OpenAI’s 2025 Books: a $34B Spend, $13B in Revenue and a $39B Loss as the $1T IPO Nears
Audited figures reported by the Financial Times show OpenAI spent about $34 billion in 2025 — roughly $19 billion on R&D alone — against $13 billion in revenue, while a one-off accounting charge pushed its net loss near $39 billion, just as the company files to go public at up to $1 trillion.
OpenAI burned through roughly $34 billion in 2025, according to audited figures first reported by the Financial Times and confirmed by Reuters on June 15. The numbers — surfacing as the ChatGPT maker prepares one of the largest stock-market debuts in history — show a company spending at a pace few private firms have ever sustained. Of that total, about $19 billion went to research and development and nearly $6 billion to sales, marketing and other costs, a breakdown that lays bare just how capital-hungry the frontier-model race has become.
Against that outlay, OpenAI booked roughly $13 billion in revenue for the year, comfortably beating its own internal target of about $10 billion and exiting 2025 at a monthly run rate near $2 billion. The growth is extraordinary by any normal corporate yardstick. But the gap between what the company earns and what it spends remains vast, and inference costs — the price of actually serving models to hundreds of millions of users — reportedly quadrupled over the course of the year.

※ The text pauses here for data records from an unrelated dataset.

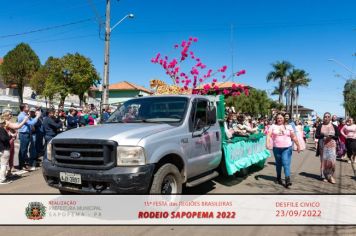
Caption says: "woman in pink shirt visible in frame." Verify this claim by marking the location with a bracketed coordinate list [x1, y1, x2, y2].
[340, 118, 356, 163]
[266, 113, 300, 188]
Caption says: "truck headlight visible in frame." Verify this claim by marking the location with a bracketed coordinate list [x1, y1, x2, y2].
[117, 146, 146, 166]
[47, 143, 52, 161]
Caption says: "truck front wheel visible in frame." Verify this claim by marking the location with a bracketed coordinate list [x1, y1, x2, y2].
[150, 164, 182, 194]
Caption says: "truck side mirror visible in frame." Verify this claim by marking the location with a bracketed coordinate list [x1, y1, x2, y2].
[208, 107, 216, 125]
[194, 119, 205, 130]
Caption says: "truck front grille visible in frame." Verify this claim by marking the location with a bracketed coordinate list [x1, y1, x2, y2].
[52, 139, 117, 169]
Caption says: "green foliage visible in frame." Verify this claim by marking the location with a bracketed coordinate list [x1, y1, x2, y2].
[267, 61, 293, 103]
[1, 43, 41, 103]
[344, 79, 356, 119]
[286, 69, 311, 117]
[31, 53, 100, 105]
[30, 66, 49, 95]
[226, 88, 274, 117]
[63, 53, 100, 103]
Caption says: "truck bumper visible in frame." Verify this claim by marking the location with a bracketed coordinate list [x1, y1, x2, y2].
[42, 159, 155, 194]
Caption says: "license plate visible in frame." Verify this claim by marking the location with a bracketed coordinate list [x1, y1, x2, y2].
[59, 172, 82, 184]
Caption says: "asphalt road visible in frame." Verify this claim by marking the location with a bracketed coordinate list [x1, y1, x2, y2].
[0, 140, 356, 236]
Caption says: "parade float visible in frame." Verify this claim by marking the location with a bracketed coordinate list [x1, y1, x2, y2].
[150, 37, 271, 175]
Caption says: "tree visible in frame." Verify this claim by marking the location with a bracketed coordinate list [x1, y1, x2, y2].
[62, 53, 100, 105]
[267, 61, 293, 103]
[286, 69, 311, 118]
[30, 66, 49, 96]
[1, 43, 41, 103]
[343, 79, 356, 119]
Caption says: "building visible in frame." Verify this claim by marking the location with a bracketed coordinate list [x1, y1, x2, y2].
[92, 81, 153, 105]
[0, 58, 100, 113]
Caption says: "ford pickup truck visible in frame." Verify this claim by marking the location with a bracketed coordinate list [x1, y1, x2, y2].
[42, 95, 270, 194]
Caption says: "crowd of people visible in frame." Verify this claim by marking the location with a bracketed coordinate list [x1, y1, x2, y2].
[225, 107, 356, 187]
[0, 104, 111, 184]
[0, 101, 356, 187]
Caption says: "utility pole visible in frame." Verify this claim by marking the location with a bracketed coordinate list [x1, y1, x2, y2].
[101, 0, 111, 108]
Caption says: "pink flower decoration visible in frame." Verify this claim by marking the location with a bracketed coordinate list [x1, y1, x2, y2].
[219, 66, 227, 72]
[190, 67, 199, 75]
[236, 70, 246, 76]
[245, 89, 249, 96]
[203, 84, 211, 90]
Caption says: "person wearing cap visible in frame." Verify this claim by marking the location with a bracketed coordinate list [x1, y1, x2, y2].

The bottom line was uglier still. Reporting on the same set of documents put OpenAI's 2025 net loss at around $39 billion, up sharply from roughly $5 billion the year before. Most of that figure is not cash out the door: it stems from a one-off, non-cash charge of about $30 billion tied to convertible-interest rights from earlier funding rounds, a quirk of how OpenAI's recapitalization is being accounted for. Strip that out and the operating loss lands closer to $8 billion — still steep, but a very different story than the headline number suggests.

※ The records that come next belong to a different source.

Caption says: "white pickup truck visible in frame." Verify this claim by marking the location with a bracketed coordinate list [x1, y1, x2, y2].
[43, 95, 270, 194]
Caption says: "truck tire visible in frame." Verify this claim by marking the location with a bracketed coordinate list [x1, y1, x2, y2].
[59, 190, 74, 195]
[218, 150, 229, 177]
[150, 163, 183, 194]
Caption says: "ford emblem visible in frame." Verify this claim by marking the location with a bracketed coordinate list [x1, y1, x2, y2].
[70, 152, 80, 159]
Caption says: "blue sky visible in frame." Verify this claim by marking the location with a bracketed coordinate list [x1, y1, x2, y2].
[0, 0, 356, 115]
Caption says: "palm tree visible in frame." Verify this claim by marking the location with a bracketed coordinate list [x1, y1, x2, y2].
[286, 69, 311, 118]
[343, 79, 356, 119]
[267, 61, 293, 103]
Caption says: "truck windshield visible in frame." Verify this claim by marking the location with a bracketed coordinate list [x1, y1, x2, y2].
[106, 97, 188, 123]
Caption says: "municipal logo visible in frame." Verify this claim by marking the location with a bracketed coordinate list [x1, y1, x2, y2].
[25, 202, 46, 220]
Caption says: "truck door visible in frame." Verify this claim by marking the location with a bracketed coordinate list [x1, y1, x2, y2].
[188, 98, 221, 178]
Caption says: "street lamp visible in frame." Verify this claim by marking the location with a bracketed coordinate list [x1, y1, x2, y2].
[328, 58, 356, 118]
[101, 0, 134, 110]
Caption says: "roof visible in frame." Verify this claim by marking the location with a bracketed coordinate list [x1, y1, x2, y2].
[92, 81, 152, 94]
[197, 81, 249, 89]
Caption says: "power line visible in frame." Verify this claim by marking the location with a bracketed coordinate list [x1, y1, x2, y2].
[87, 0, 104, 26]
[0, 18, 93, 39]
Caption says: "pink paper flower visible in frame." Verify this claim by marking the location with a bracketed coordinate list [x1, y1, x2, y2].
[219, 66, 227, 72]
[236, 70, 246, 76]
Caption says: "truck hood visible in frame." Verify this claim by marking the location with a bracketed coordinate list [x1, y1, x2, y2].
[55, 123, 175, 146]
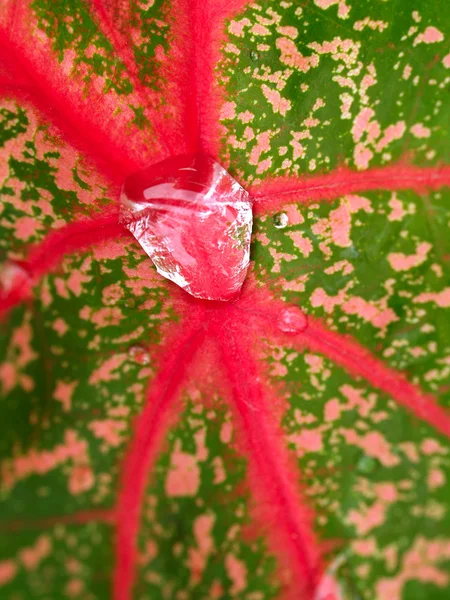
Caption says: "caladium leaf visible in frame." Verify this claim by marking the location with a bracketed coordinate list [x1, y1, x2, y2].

The timing is everything. OpenAI confidentially filed an S-1 with the SEC and is targeting a public listing at a valuation of up to $1 trillion, potentially in late 2026 or 2027. Microsoft, which holds about a 27% stake in the for-profit entity following OpenAI's reorganization into a public-benefit corporation, stands to be one of the biggest beneficiaries. The freshly audited books are exactly the kind of disclosure prospective public investors will scrutinize — proof of breakneck revenue growth on one hand, and an open question about the path to profitability on the other.

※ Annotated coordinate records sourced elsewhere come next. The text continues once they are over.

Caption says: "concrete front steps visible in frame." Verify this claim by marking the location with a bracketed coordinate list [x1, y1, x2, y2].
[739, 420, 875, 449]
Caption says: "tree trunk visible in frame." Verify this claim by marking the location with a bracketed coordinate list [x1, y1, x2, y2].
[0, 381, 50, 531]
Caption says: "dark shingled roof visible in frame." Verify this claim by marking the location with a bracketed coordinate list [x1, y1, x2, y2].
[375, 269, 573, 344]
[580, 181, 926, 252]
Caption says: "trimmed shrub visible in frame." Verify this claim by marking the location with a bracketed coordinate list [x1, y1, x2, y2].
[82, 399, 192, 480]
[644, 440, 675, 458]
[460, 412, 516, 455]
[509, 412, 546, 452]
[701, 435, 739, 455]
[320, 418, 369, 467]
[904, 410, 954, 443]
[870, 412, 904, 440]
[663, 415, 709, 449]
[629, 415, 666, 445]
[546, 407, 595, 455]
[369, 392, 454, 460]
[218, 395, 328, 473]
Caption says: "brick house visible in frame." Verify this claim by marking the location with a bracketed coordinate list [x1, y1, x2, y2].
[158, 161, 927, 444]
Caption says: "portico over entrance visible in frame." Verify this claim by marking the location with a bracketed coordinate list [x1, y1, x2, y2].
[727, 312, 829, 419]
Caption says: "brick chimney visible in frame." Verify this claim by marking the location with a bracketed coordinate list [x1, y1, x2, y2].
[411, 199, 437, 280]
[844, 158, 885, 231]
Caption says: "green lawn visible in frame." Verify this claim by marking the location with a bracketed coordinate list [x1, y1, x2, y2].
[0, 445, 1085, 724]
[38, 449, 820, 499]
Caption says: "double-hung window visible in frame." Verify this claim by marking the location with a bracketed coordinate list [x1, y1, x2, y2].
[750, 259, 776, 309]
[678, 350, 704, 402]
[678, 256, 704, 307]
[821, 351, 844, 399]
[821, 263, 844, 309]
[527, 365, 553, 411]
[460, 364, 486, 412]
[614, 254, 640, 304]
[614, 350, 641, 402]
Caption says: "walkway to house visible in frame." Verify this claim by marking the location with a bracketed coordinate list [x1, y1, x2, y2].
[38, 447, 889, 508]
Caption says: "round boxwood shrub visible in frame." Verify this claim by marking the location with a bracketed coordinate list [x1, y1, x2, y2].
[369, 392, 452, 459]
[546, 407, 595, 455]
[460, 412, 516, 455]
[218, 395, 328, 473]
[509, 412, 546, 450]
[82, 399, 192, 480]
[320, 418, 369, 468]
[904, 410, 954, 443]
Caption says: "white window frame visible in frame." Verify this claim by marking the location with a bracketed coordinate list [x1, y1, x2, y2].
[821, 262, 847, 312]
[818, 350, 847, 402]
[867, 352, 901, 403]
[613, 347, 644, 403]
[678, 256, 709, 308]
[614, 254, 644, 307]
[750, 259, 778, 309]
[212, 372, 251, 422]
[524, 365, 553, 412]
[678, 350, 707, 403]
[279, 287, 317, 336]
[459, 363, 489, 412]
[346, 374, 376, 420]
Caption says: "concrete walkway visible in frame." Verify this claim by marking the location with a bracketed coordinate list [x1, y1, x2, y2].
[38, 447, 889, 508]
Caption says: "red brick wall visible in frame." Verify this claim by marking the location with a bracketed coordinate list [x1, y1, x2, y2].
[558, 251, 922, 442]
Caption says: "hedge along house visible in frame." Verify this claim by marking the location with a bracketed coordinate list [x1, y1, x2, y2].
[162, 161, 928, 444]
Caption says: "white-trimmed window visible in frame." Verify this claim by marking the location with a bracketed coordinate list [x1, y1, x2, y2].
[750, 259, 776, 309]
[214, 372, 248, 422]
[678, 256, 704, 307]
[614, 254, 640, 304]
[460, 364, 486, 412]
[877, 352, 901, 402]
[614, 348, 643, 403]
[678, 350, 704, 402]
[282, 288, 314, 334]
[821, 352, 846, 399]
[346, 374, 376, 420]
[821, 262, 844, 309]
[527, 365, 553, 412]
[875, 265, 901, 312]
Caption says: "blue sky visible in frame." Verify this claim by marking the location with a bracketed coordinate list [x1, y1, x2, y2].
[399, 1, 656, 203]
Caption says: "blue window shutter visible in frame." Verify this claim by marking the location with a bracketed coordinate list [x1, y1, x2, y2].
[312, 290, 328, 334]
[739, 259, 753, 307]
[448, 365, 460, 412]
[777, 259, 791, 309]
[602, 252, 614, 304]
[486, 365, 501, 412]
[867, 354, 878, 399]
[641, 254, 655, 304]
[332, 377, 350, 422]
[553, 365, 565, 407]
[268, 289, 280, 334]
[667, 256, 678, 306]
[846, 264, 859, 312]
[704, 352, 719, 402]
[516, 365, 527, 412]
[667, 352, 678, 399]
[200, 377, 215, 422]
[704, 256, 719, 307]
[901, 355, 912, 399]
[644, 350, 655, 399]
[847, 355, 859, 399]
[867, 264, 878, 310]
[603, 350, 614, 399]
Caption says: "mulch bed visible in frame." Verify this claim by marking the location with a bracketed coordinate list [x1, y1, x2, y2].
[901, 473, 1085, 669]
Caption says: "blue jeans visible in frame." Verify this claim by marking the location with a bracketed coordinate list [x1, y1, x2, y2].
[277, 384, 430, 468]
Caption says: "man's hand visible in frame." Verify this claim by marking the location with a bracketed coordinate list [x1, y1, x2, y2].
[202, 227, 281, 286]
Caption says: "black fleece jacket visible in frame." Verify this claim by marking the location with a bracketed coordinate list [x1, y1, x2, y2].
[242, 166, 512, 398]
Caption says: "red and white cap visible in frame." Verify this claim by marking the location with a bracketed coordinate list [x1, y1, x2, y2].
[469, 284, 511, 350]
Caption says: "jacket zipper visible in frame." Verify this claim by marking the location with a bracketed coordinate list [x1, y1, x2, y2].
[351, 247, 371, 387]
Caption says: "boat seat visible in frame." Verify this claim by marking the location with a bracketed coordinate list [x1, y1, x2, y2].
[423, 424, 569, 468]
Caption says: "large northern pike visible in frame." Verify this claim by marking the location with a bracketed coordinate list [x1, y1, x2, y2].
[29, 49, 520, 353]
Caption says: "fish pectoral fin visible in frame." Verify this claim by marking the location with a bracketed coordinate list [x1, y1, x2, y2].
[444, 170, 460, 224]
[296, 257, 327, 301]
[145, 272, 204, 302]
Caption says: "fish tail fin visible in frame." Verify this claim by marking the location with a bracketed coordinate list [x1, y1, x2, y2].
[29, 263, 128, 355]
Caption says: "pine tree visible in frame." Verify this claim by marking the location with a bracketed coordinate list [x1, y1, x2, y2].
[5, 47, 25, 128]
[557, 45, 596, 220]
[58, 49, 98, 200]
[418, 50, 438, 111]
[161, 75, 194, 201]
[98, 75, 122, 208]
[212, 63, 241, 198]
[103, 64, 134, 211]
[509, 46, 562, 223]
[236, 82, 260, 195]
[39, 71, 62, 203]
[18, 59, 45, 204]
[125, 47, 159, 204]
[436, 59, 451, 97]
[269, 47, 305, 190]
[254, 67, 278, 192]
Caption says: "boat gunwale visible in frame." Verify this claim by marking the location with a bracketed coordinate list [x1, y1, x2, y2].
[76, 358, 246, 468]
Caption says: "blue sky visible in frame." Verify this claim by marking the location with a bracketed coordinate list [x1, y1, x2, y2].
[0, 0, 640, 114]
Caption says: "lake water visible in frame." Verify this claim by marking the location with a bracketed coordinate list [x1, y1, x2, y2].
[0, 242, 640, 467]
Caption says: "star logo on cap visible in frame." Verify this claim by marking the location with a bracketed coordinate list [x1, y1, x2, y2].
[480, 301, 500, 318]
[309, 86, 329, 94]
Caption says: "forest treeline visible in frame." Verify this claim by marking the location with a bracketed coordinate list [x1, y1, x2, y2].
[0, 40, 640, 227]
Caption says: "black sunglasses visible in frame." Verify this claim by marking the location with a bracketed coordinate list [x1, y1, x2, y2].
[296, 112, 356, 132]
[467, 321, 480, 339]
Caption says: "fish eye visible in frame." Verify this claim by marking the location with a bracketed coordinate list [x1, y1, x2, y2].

OpenAI is not racing alone. Rival Anthropic has also filed confidentially for an IPO, and the two are locked in an escalating fight over enterprise customers that has already pushed OpenAI to weigh steep cuts to its API token prices. Each company is betting that the market will reward scale and momentum over near-term margins — a wager that these financials will test in public, in real time.